There was a moment’s silence, then Meg suddenly broke from the circle, and, holding her wedding skirts in one hand, was running for the horses tethered near the castle gate. She untied one, her left foot was in the stirrup, she turned the horse as she mounted, and now she was untying the others. Controlling her horse with her thighs, reaching for the reins with one hand and ripping away her Troll bride’s veil with the other, she yelled ‘Come on!’, and Zoe, Harold and Zachary were running toward her, covering their retreat with their Slarnstaffs.

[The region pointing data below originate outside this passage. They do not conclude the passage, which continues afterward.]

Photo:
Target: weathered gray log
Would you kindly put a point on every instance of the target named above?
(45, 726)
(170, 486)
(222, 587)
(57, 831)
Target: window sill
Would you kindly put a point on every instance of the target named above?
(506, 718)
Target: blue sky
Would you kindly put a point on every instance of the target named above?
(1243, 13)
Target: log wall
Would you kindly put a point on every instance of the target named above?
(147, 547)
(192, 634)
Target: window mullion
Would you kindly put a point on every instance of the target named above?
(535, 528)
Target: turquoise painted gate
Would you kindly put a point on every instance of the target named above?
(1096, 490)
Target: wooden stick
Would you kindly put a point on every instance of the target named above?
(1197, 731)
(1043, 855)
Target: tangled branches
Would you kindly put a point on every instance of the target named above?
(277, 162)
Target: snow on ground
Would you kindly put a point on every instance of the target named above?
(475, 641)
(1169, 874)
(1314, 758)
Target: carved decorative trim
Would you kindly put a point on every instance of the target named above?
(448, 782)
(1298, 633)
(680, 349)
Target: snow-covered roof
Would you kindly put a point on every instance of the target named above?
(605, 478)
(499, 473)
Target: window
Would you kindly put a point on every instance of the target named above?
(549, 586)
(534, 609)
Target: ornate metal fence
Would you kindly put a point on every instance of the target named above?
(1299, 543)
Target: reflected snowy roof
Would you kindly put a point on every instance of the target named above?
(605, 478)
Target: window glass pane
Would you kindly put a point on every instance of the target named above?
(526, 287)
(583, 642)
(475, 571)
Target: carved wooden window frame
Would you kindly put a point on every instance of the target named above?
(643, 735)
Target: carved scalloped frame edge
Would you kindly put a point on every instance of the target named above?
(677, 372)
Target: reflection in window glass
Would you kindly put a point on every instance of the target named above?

The Don stood, stilled with admiration for Meg. ‘What a woman,’ he was saying, as his men looked to him for orders. ‘What a wife she’ll make,’ he said to himself, as Zoe, Harold and Zachary scrambled awkwardly onto horses, and Meg drove off the remainder of them with wild cries. ‘What a wife for a Don, what a mother for his sons,’ the Don said as he watched the starship people ride away.

‘They’ve shamed you,’ said a voice in his ear. The Don turned to find Marlowe the village sorcerer standing behind him, red glinting through the dark glass on one side of his wraparound shades. ‘They’ve shamed you in front of your men. Get rid of them. Now.’

‘Sorcerer? You tempt me to violence against my chosen bride?’

‘They’re dangerous. They’ll bring the Slarn, they’ll use their fire weapons to help the Sullivans. Get rid of them now. Slay them.’

‘You tempt me to murder the woman I love?’ The Don’s face went cold. ‘A hanging offence. Court is in session, the verdict is guilty, the punishment death.’ He paused, as Marlowe looked round wildly for an avenue of escape. ‘However, Marlowe, our families have long helped one another. In view of that, your punishment is commuted to banishment from my sight. Now leave. While you’re still a guest. And let me not see you from this day on.’

At this, Marlowe turned, and ran from the Don’s presence. He would live. He would find help elsewhere. He could still possess the starship for his own.